## Analysis of Irish Dairy Product Production and Consumption in comparison to EU Member States, regarding the rise of non-dairy product Production and Consumption in particular

This analysis aims to analyse the production and consumption of dairy products within Ireland and the impact of increasingly popular alternatives on the population's impression of dairy products.
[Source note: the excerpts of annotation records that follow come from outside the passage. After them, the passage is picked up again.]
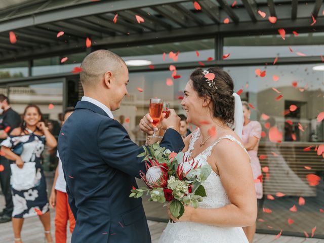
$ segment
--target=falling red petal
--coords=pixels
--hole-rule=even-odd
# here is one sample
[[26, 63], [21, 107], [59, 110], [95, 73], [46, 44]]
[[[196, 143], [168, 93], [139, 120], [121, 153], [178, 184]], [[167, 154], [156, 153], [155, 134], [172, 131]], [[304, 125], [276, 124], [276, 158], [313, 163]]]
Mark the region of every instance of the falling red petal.
[[264, 120], [267, 120], [268, 119], [269, 119], [269, 117], [270, 116], [269, 116], [268, 115], [266, 115], [264, 113], [261, 114], [261, 118]]
[[277, 62], [277, 61], [278, 61], [278, 57], [275, 57], [275, 58], [274, 59], [274, 61], [273, 61], [273, 65], [275, 64]]
[[279, 96], [277, 96], [277, 97], [275, 98], [275, 100], [276, 100], [276, 101], [279, 101], [280, 100], [281, 100], [281, 98], [282, 98], [283, 97], [284, 97], [284, 96], [282, 96], [282, 95], [279, 95]]
[[288, 219], [288, 224], [289, 225], [293, 224], [295, 221], [292, 219]]
[[16, 37], [16, 34], [15, 34], [14, 31], [10, 31], [9, 32], [9, 40], [10, 40], [10, 43], [12, 44], [14, 44], [17, 42], [17, 37]]
[[276, 75], [273, 75], [272, 76], [272, 79], [273, 79], [273, 81], [276, 82], [279, 80], [279, 76]]
[[277, 18], [275, 17], [270, 16], [269, 17], [269, 18], [268, 18], [268, 19], [272, 24], [274, 24], [276, 22], [277, 22]]
[[291, 111], [293, 112], [293, 111], [295, 111], [297, 109], [297, 106], [295, 105], [291, 105], [290, 106], [289, 106], [289, 110], [290, 110]]
[[141, 23], [143, 23], [143, 22], [144, 22], [144, 19], [142, 18], [141, 16], [139, 15], [135, 15], [135, 17], [136, 17], [136, 21], [139, 24], [140, 24]]
[[261, 16], [262, 18], [265, 18], [266, 14], [264, 12], [262, 12], [261, 10], [259, 10], [258, 11], [258, 13], [260, 14], [260, 16]]
[[56, 35], [56, 37], [58, 38], [59, 37], [62, 36], [63, 34], [64, 34], [64, 31], [60, 31]]
[[201, 7], [199, 5], [199, 4], [197, 3], [196, 1], [195, 1], [195, 2], [193, 3], [193, 6], [194, 7], [194, 8], [196, 9], [196, 10], [201, 10]]
[[167, 78], [167, 85], [168, 86], [172, 86], [173, 85], [173, 80], [170, 78]]
[[320, 123], [324, 119], [324, 111], [322, 111], [317, 115], [317, 121], [318, 123]]
[[312, 238], [313, 237], [313, 236], [314, 236], [314, 233], [315, 233], [315, 230], [316, 230], [316, 226], [315, 226], [314, 228], [313, 228], [312, 229], [312, 235], [310, 237], [311, 237]]
[[65, 62], [66, 61], [67, 61], [67, 57], [63, 57], [62, 59], [61, 59], [61, 63], [63, 63], [63, 62]]
[[274, 197], [272, 195], [270, 195], [270, 194], [267, 195], [267, 198], [268, 198], [269, 200], [274, 200], [275, 199]]
[[239, 90], [238, 91], [236, 92], [236, 94], [237, 94], [238, 95], [241, 95], [242, 93], [243, 93], [243, 90], [241, 89], [240, 90]]
[[230, 55], [231, 55], [230, 53], [227, 53], [226, 54], [223, 55], [223, 56], [222, 57], [222, 58], [223, 59], [226, 59], [228, 57], [229, 57]]
[[281, 36], [281, 38], [284, 40], [286, 39], [286, 30], [284, 29], [279, 29], [278, 30], [278, 33]]
[[297, 212], [297, 207], [296, 207], [296, 205], [294, 205], [290, 209], [289, 209], [289, 210], [292, 212]]
[[86, 39], [86, 46], [87, 46], [87, 48], [89, 48], [91, 46], [91, 40], [89, 39], [88, 37]]
[[115, 15], [115, 17], [113, 17], [113, 19], [112, 20], [112, 22], [113, 22], [115, 24], [117, 23], [117, 17], [118, 17], [118, 14], [116, 14]]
This analysis will be performed through the comparison of Ireland's situation with an EU member state with a similarly sized dairy market and output. 

Sentiment analysis will be performed to explore the apparent increase in public interest in non-dairy alternatives in recent years, and its impact on dairy product sales and consumption.

Additionally, forecasting will be performed to best characterise the future behaviour of the investigated trends, such as the downturn in the consumption of dairy milk.

## Import Required Libraries

In [1]:
#Commonly used libraries for plotting, statistical analysis and data analysis.
import pandas as pd
import numpy as np
import matplotlib.pyplot as plt
from datetime import datetime

import warnings
warnings.filterwarnings('ignore')

import seaborn as sns
from pandas import DatetimeIndex
from scipy.stats import poisson

#SKLearn is a widely used machine learning library that offers a host of abilities.
from sklearn.model_selection import train_test_split
from sklearn.metrics import r2_score, mean_squared_error, mean_absolute_error,explained_variance_score
from sklearn.linear_model import LinearRegression,Ridge
from statsmodels.tools.eval_measures import mse, rmse
from sklearn import preprocessing
from sklearn.preprocessing import StandardScaler
from sklearn.metrics import confusion_matrix
from sklearn.model_selection import (GridSearchCV, cross_val_score)
from sklearn.neighbors import KNeighborsClassifier
from sklearn.metrics import classification_report

## Notes on Licensing of Data

## Data Sourced from FAO

"FAO encourages you to use FAO databases for research, statistical, and scientific purposes. You may access, download, create copies and re-disseminate datasets subject to these Dataset terms.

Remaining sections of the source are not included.